#1

19.3K 575 2
                                    

Kini gue keluar dari sarang yang selama ini ngelindungin gue dari orang yang gue cintain. Orang yang yang selama ini gue sayang dan gue hormati.

Untuk keluar dari sarang itu gue sedih karena semua kenangan baik semua tersimpan rapi didalamnya.
Gue Diandra walaupun gue punya nama panjang tapi gue gak bisa nyebutnya. Walaupun ini rumah sederhana tapi gue nyaman tinggal disini gak ada yang berteriak ke gue, gak ada yang ngatur gue dan cuma dua orang yang setia nemenin gue.

"Ara kamu beneran mau pergi, mbok tuh gak tega loh liat kamu sedih?" Mbok Ana sebagai pengganti mama yang gak pernah ada dalam hidup gue

"Iya loh... pak Iman juga gak tega, biar bapak antar aja sampe rumah besar." Orang yang gue anggap sebagai pengganti papa

"Sedih... kenapa mesti sedih mbok. Akhirnya hari ini dateng juga setelah sekian lama mereka ngundang aku kesana. Gak usah pak Iman kan aku udah gede dan bisa ngelakuin apapun sendiri. Pasti aku akan sampe tujuan dengan selamat kok"
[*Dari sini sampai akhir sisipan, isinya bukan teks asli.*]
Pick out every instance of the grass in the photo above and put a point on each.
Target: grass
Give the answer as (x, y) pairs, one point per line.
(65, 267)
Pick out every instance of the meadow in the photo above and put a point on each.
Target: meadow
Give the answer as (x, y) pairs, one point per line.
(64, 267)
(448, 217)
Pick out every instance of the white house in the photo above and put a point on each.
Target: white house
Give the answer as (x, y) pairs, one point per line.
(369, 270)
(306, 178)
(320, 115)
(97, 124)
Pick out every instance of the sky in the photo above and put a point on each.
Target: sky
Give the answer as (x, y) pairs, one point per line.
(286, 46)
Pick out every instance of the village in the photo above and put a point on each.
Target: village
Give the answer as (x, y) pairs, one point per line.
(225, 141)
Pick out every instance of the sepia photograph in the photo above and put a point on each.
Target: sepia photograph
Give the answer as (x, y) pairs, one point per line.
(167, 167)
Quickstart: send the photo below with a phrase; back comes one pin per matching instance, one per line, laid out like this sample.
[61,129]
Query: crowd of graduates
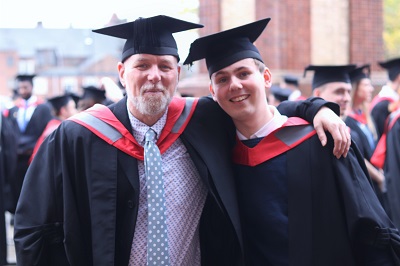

"Tapi kan kamu udah nganggep kita sebagai orangtua kamu dan itu kebanggaan buat kami. Kami cuma bisa mendoakan yang terbaik buat kamu Ara." Mbok Ana memeluk Diandra

Tangis pun terpecah diantara mereka bertiga. Setelah Diandra selesai mempacking tasnya ia langsung diantar Pak Iman pergi ke terminal bus.

Lagi-lagi tangis pecah karena untuk pertama kalinya Diandra berpisah dengan mbok Ana dan Pak Iman. Dengan berat hati Diandra masuk kedalam bus. Perlahan-lahan bus mulai jalan dan Diandra melihat kearah jendela yang bisa melihat ke arah mbok Ana dan Pak iman.

Dengan melambaikan tangan mereka masih saja menangis dan merasa berat untuk melepaskan Diandra. Walaupun bukan anak kandungnya tapi sudah lima belas tahun lamanya mereka mengasuh Diandra dengan penuh kasih dan sayang.

"Rumah besar... apakah akan seperti surga atau bahkan malah seperti neraka. Setelah lima belas tahun mereka baru nyuruh gue buat kesana." Diandra melihat ke arah jendela bus dan menatap langit yang pada saat itu tengah mendung

Perjalanan yang cukup lama membuat Diandra tertidur pulas di bus. Kebiasaan Diandra adalah tidur yang seperti orang mati sangat lelap bahkan suara petir ataupun gerakan dari bus pun tidak membuatnya bangun.

"Ayo-ayo sudah sampe terminal terakhir." Kernek bus mengetuk tiang dengan koin sebagai cirinya

Diandra terbangun dan melihat bahwa di dalam bus hanya ada dia saja karena semua penumpang telah keluar. Diandra sangat sibuk karena ia tak mendapatkan tasnya satupun.

Hp, dompet bahkan baju-bajunya telah hilang semua. Yang tersisa hanyalah alamat rumah besar yang menjadi tujuannya.

Diandra duduk di trotoar dekat terminal.

"Apa ini... apakah ini pertanda buruk ataukah sebaliknya. Apa yang terjadi sama gue, ini pertama kalinya dan... gak.... gue gak boleh nyerah sebelum gue memulai apapun. Oke apapun yang terjadi gue harus sampe ke rumah besar, gue Diandra dan gue bukan orang yang mudah menyerah."

Diandra berdiri dan melangkahkan kakinya dan entah dia pergi kearah mana. Dia terus bertanya dan gak sedikit orang yang berpikiran jahat padanya. Wajah Diandra memang sangat cantik dan juga kulitnya putih, tubuhnya proporsional seperti seorang model.

Diandra mencoba menjauh dan terus melangkahkan kakinya. Hingga akhirnya ia benar-benar lelah dan berhenti di depan cafe yang cukup besar. Diandra melihat ke arah cafe itu dengan memegang perutnya dan juga menelan ludah karena ia merasa sangat kelaparan.